Am vergangenen Freitag hatte sich der EU-Ministerrat auf Paris als den Sitz des zukünftigen europäischen Patentgerichts geeinigt. Bei der Gelegenheit wurden auf Druck Großbritanniens die Artikel 6 bis 8 der geplanten Richtlinie kurzerhand gestrichen. Am 4. Juli hätte das Europäische Parlament (EP) über die neue Regelung abstimmen sollen – daraus wird nun nichts.

Auf Wunsch der beiden deutschen Berichterstatter Bernhard Rapkay (SPD) und Klaus-Heiner Lehne (CDU) wurde die Abstimmung von der Tagesordnung gestrichen.

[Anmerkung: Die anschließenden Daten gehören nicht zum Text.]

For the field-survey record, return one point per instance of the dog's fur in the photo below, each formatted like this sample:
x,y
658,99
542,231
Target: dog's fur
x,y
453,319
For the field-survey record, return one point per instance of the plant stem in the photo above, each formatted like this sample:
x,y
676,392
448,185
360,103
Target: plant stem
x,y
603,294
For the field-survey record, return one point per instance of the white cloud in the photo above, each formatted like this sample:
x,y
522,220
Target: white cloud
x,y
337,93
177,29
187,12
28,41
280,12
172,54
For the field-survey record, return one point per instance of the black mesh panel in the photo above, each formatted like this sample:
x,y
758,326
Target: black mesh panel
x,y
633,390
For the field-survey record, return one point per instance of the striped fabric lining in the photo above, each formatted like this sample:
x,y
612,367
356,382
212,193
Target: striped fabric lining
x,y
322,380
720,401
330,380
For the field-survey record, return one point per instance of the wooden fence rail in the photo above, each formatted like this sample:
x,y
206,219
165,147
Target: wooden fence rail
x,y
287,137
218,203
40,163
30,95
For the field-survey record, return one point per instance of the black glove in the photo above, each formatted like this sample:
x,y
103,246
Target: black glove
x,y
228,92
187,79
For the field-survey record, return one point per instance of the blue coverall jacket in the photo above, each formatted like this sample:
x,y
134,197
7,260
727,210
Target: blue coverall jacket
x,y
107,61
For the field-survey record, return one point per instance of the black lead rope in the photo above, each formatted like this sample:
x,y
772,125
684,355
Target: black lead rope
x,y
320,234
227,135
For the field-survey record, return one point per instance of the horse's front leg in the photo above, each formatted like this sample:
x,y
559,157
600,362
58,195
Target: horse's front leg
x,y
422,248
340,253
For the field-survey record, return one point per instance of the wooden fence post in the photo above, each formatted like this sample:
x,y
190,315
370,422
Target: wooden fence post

Rapkay wies darauf hin, der Ministerrat habe am 2. Dezember 2011 zugesagt, das Gesetz in seiner damaligen Form zu billigen, wenn das EP ebenfalls zustimme. Es jetzt zu ändern, wäre ein "eklatanter Verstoß" gegen das übliche Vorgehen. Er fügte hinzu, das Schachern um den Sitz des EU-Patentgerichts habe an einen "orientalischen Bazar" erinnert.

In den strittigen Artikeln 6 bis 8 war das letzte Wort bei Patentverletzungen dem Europäischen Gerichtshof (EuGH) überlassen. Teile der Patentlobby hatten sich vehement gegen diese Bestimmung ausgesprochen, da der EuGH das materielle Patentrecht verändern könne. Insbesondere äußerten sie Befürchtungen, dass die bislang vom Europäischen Patentamt erteilten Softwarepatente legalisiert werden könnten.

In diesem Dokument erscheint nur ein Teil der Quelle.